Zbigniew Raubo: Jedziemy po zwycięstwo

W sobotę czasu miejscowego polski zespół rozpocznie nowy sezon ligi WSB meczem z Puerto Rico Hurricanes. - Jedziemy po zwycięstwo - zapowiada trener Zbigniew Raubo.

Konrad Kaźmierczak
Konrad Kaźmierczak
We wtorek o 6 rano z warszawskiego lotniska bokserzy Rafako Hussars Poland udadzą się do San Juan. Do Portoryko wyjeżdżają Dawid Jagodziński (-49 kg), Marek Pietruczuk (-56 kg), Damian Kiwior (-64 kg), Tomasz Jabłoński (-75 kg) i Igor Jakubowski (-91 kg). W ich narożniku staną Zbigniew Raubo i Jerzy Baraniecki, szkoleniowcy Husarii oraz reprezentacji Polski.
- Oczekuję zwycięstwa w San Juan. Po pracowitych ponad dwóch miesiącach przygotowań nasi pięściarze są w stanie pokonać debiutujący w World Series of Boxing zespół Portoryko. Nie ma znaczenia, że boksujemy na wyjeździe z ekipą, która ma solidnych zawodników. Skończył się czas obijania Polaków - powiedział Zbigniew Raubo.

Główny trener nie chciał mówić o poszczególnych nazwiskach, ale zapewnił: - Mam w składzie dwóch bokserów, którzy powinni być liderami w tym meczu i zapewnić ważne punkty. Pozostałych również stać na zwycięstwa. Jestem przekonany i życzę naszym chłopakom i sobie, abyśmy wygrali co najmniej trzy walki. Po minimalnych porażkach z Niemcami i Ukrainą byłoby wspaniale rozpocząć rok od zwycięstwa. Nawet w Łucku, gdzie przecież silna ekipa Ukraine Otomans była faworytem, kilka naszych zawodników wychodziło na ring jak po swoje i pewnie wygrywało walki.

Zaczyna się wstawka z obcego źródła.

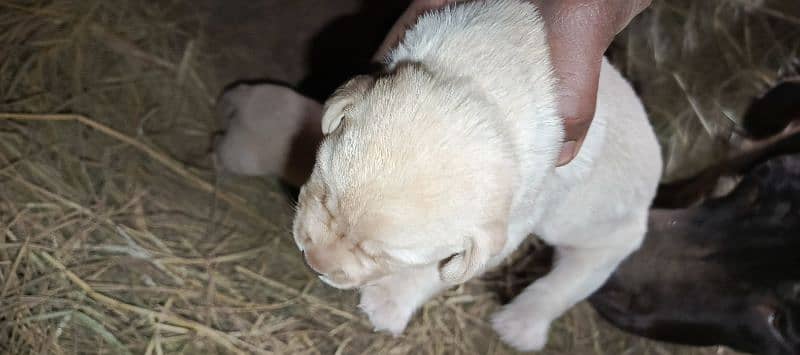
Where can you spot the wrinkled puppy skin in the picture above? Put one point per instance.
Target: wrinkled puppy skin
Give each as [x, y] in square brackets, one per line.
[436, 170]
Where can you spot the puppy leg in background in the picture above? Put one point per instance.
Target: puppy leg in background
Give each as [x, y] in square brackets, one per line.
[576, 274]
[269, 130]
[391, 301]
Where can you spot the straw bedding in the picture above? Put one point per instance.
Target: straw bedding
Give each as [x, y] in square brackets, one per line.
[117, 236]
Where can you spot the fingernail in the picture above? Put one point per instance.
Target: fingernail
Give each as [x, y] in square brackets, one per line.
[567, 152]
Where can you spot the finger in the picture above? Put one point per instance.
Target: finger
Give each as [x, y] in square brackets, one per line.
[579, 32]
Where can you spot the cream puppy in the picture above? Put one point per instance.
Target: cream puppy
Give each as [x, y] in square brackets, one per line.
[438, 169]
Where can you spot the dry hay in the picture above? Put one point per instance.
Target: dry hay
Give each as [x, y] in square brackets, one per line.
[117, 237]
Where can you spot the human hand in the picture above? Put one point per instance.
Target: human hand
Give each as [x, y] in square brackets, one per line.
[579, 32]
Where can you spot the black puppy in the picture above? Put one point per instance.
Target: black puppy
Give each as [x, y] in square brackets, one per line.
[726, 271]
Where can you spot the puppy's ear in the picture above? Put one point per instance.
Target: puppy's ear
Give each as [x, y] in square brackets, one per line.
[478, 249]
[338, 103]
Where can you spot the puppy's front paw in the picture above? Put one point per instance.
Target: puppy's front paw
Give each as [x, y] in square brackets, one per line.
[384, 311]
[521, 328]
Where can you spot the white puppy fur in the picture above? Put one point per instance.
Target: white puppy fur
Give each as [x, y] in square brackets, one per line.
[439, 169]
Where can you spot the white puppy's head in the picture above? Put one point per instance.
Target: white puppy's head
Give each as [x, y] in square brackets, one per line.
[414, 170]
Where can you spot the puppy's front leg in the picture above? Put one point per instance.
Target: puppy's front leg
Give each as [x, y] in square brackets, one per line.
[576, 274]
[391, 301]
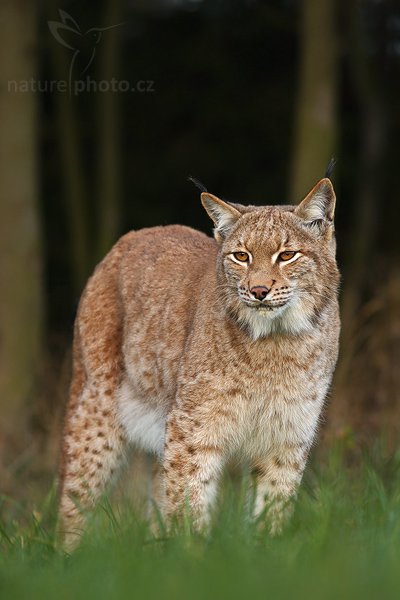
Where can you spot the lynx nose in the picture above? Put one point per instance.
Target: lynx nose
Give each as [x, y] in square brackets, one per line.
[259, 292]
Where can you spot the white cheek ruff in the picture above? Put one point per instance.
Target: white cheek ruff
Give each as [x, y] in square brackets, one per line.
[292, 318]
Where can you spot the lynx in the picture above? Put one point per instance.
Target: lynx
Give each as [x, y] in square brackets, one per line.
[199, 350]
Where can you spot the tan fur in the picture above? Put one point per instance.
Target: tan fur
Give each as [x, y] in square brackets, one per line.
[173, 353]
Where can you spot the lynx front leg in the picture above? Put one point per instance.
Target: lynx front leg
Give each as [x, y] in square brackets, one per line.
[191, 466]
[277, 478]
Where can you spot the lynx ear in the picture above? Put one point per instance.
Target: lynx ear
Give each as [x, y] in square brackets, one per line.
[223, 215]
[319, 205]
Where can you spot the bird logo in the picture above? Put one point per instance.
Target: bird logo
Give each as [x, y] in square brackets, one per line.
[83, 44]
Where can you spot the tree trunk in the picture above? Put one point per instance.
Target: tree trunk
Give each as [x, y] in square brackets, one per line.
[362, 245]
[21, 300]
[109, 153]
[315, 125]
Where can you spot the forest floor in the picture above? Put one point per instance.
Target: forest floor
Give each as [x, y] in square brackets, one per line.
[343, 542]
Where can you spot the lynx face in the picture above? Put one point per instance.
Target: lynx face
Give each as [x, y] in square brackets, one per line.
[273, 260]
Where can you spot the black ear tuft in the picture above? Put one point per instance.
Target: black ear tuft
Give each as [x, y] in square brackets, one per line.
[330, 167]
[197, 183]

Portorykańczycy jeszcze nie ogłosili 5-osobowego składu, lecz dla Zbigniewa Raubo nie stanowi to kłopotu. - W przygotowaniach koncentrowaliśmy się głównie na swoich bokserach, nie na szczegółowej analizie kilkunastu zawodników rywali. Jestem zadowolony ze sparingów, na które przyjeżdżali pięściarze tacy jak Jóźwik, Żaboklicki, Kostecki, Adamiec czy Figiel. Pomagali tym, którzy poboksują w Portoryko, a i sami zdobywają doświadczenie. Jak mówiłem, cieszę się z licznej kadry i na wszystkich liczę, bo sezon jest długi i ciężki.

We wtorek kadrowiczów czeka pobudka już o 4 rano, ale jeszcze w poniedziałkowe popołudnie można ich było spotkać na sali treningowej na Torwarze. - Trochę techniki, gimnastyki - to były spokojne zajęcia. Nikt nie narzeka na zdrowie i to jest najważniejsze. Mimo że do meczu jeszcze parę dni niemal wszyscy już są w swoich limitach wagowych. Będzie dobrze. Gdybym nie wierzył w sukces, nie ruszałbym się z domu - dodał Raubo.

Mecz w San Juan odbędzie się w nocy z soboty na niedzielę czasu polskiego. A już tydzień później - 23 stycznia mecz z Argentina Condors w Lubinie w 5 innych wagach: -52 kg, -60 kg, -69 kg, -81 kg, +91 kg.